Monthly Archives: December 2017

Happy holidays from Kulima Integrated Development Solutions

 

Katharine Vincent and Kulima associates would like to wish all their partners and colleagues Happy Holidays. The office of Kulima Integrated Development Solutions will remain open over the festive season, with the exception of public holidays. We look forward to working with you again in 2018.

Kulima investigating the development of Malawi’s National Resilience Strategy

Katharine Vincent, Diana Mataya and Dorothy Tembo-Nhlema are working with colleagues from the University of Leeds and Lilongwe University of Agriculture and Natural Resources to investigate the development of Malawi's National Resilience Strategy. The UMFULA project is looking at how decisions are made in order to identify how climate information may be used in the development of climate-resilient plans. The National Resilience Strategy in Malawi is a high level initiative that aims to bring together disaster risk reduction, climate change adaptation and social protection to reduce the negative impacts of extreme events, such as droughts and floods. A forthcoming paper will assess the political economy of the strategy, and the ways in which it can bring together disaster risk reduction and climate change adaptation. 

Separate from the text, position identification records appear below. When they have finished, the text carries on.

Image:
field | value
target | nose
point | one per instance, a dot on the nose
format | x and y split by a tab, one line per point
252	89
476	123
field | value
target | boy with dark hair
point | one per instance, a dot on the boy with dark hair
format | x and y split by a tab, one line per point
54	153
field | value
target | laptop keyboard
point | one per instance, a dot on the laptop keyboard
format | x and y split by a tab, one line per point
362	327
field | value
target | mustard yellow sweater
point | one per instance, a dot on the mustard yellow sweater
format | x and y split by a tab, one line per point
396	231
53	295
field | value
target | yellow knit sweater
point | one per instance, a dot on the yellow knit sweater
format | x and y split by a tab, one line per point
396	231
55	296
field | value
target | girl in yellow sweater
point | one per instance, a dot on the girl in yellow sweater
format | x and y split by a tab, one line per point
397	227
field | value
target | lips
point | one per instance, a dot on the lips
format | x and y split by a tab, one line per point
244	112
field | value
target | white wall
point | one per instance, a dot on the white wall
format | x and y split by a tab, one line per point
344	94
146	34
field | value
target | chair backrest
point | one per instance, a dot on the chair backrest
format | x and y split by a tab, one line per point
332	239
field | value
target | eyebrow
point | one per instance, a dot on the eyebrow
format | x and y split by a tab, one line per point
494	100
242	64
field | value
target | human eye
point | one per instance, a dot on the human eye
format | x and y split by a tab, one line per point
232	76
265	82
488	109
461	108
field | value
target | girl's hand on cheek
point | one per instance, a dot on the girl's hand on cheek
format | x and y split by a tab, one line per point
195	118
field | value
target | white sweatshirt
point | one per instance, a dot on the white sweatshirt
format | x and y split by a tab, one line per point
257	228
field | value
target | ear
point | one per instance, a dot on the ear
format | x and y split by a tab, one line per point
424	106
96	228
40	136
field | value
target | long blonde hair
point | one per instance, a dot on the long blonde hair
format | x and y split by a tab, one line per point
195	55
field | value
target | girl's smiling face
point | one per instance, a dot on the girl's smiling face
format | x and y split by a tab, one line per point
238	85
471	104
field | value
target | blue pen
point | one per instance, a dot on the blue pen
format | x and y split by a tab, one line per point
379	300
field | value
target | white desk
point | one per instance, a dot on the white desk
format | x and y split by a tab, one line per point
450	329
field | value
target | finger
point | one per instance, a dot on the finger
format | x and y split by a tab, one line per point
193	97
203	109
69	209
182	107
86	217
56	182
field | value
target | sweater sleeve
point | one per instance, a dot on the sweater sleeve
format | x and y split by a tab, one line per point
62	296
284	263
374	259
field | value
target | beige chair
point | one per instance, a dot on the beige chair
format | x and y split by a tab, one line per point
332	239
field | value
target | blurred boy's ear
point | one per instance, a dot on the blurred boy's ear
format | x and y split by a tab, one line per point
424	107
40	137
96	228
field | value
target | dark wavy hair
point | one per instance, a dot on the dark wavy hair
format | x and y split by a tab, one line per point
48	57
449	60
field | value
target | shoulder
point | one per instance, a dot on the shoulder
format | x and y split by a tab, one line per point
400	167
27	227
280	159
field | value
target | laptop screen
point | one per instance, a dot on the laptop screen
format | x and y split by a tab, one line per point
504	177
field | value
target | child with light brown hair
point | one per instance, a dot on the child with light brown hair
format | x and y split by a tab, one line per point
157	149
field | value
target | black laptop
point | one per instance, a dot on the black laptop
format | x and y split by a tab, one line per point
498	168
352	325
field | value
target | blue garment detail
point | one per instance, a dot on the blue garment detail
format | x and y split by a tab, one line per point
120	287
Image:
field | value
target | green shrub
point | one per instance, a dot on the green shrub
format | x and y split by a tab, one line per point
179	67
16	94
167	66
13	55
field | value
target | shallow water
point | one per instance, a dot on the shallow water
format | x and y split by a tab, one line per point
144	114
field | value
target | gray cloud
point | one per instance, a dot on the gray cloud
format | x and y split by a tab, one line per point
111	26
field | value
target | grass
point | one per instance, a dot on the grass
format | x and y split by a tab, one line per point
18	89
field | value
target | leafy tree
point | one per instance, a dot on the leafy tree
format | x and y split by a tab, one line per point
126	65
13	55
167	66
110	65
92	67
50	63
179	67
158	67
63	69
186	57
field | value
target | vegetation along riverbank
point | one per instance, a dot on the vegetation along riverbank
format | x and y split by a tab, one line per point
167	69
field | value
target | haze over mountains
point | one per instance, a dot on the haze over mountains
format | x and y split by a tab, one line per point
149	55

New paper on climate change and the water-energy-food nexus in Tanzania

paperThe journal Climate Policy has now published online a paper "Climate change and the water–energy–food nexus: insights from policy and practice in Tanzania". The paper, led by Joanna Pardoe from the London School of Economics and Political Science, with Declan Conway, Emilinah Namaganda, Katharine Vincent, Andy Dougill and Japhet Kashaigili, is an output of the Future Climate For Africa UMFULA project. The paper investigates how climate change is addressed in policy, how it is being mainstreamed into water, energy and agriculture sector policies, and the extent to which cross-sectoral links enable coordinated action. Whilst the agricultural and water sectors are increasingly integrating climate change, practical coordination remains relatively unsuccessful. Addressing the institutional barriers to coordination is important for coherent climate-resilient and sustainable development.